Tech & Society
AI companies talk about governance. When it matters, they pass the responsibility to society
Ronan Farrow and Andrew Marantz spent eighteen months investigating Sam Altman. The piece is being read as a portrait of one man's character. The more important question it raises is who is actually responsible for governing the most consequential technology of our time, and what happens when the answer turns out to be: nobody in particular.
OpenAI was founded on an explicit premise: that AI could be the most dangerous technology in human history, and that therefore the people building it needed to be held to an unusually high standard of integrity. The structure was designed to enforce this — a nonprofit board with authority to fire the CEO if he couldn't be trusted. In November 2023, it tried. The board had spent months documenting concerns: misrepresented safety protocols, patterns of deception, internal memos compiled by chief scientist Ilya Sutskever. They fired Altman. Within five days, 95% of employees had signed a letter demanding his return, Microsoft had moved to hire him, and the board that fired him had been replaced. The independent investigation commissioned as a condition of his return was never written down. Altman came back. Besides a story about one person's character, it is a story about what happened the first time the governance structure designed to constrain a character was actually tested. It failed miserably due to the self-interest of everyone involved. Employees had equity. Microsoft had $13 billion. Investors had a $90 billion valuation.
What makes this pattern larger than OpenAI is that it is not unique to Altman. Asked directly who should govern AI, his answer is consistent and revealing: aviation safety worked because society wanted it, regulation followed public demand, the same will happen with AI. It is evasive by placing responsibility everywhere except inside the company deploying the technology. Mustafa Suleyman, who co-founded DeepMind and knows the risks better than most, wrote an entire book diagnosing the same governance problem and proposed "containment" as the response — a concept that names the challenge without identifying who bears the primary obligation to meet it. Different vocabulary, same evasion. The people best positioned to govern AI are, structurally, the ones most invested in not being constrained by governance.
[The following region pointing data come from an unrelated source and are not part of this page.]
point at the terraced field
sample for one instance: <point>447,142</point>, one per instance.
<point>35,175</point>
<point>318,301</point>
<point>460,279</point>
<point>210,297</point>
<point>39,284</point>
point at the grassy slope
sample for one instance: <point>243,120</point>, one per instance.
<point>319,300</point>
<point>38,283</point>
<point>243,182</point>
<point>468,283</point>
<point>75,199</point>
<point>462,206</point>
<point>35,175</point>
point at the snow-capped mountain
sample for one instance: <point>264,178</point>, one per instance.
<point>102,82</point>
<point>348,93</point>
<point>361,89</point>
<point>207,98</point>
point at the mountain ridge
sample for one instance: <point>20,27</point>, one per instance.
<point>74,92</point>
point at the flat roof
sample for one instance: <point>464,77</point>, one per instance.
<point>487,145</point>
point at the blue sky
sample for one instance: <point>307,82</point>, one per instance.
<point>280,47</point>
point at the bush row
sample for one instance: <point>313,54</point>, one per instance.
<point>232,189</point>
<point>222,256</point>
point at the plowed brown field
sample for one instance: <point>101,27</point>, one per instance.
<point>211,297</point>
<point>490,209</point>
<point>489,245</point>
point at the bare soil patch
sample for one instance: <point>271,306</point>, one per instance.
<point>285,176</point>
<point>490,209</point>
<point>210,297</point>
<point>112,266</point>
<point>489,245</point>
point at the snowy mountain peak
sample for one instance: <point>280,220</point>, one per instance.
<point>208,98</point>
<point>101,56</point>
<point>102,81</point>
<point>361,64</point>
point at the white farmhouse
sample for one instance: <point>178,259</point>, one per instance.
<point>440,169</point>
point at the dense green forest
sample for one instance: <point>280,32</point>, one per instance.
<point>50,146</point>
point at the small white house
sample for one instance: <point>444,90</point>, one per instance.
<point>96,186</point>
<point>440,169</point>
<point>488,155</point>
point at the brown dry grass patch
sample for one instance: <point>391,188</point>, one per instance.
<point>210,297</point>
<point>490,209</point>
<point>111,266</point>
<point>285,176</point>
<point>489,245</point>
The governance gap is not waiting to be filled while society catches up. The deployment is already happening. The speed of deployment is itself a governance position: it forecloses options, creates dependencies, and shifts the baseline of what is politically possible to reverse. By the time the regulatory frameworks Altman describes arrive, they will be regulating a world the companies have already built. Every serious governance framework in history — aviation, pharmaceuticals, nuclear — was built on the premise that sincerity from the people building the technology is not a substitute for accountability structures they do not control. AI is the first technology of comparable consequence where the answer to that question has been: let's see.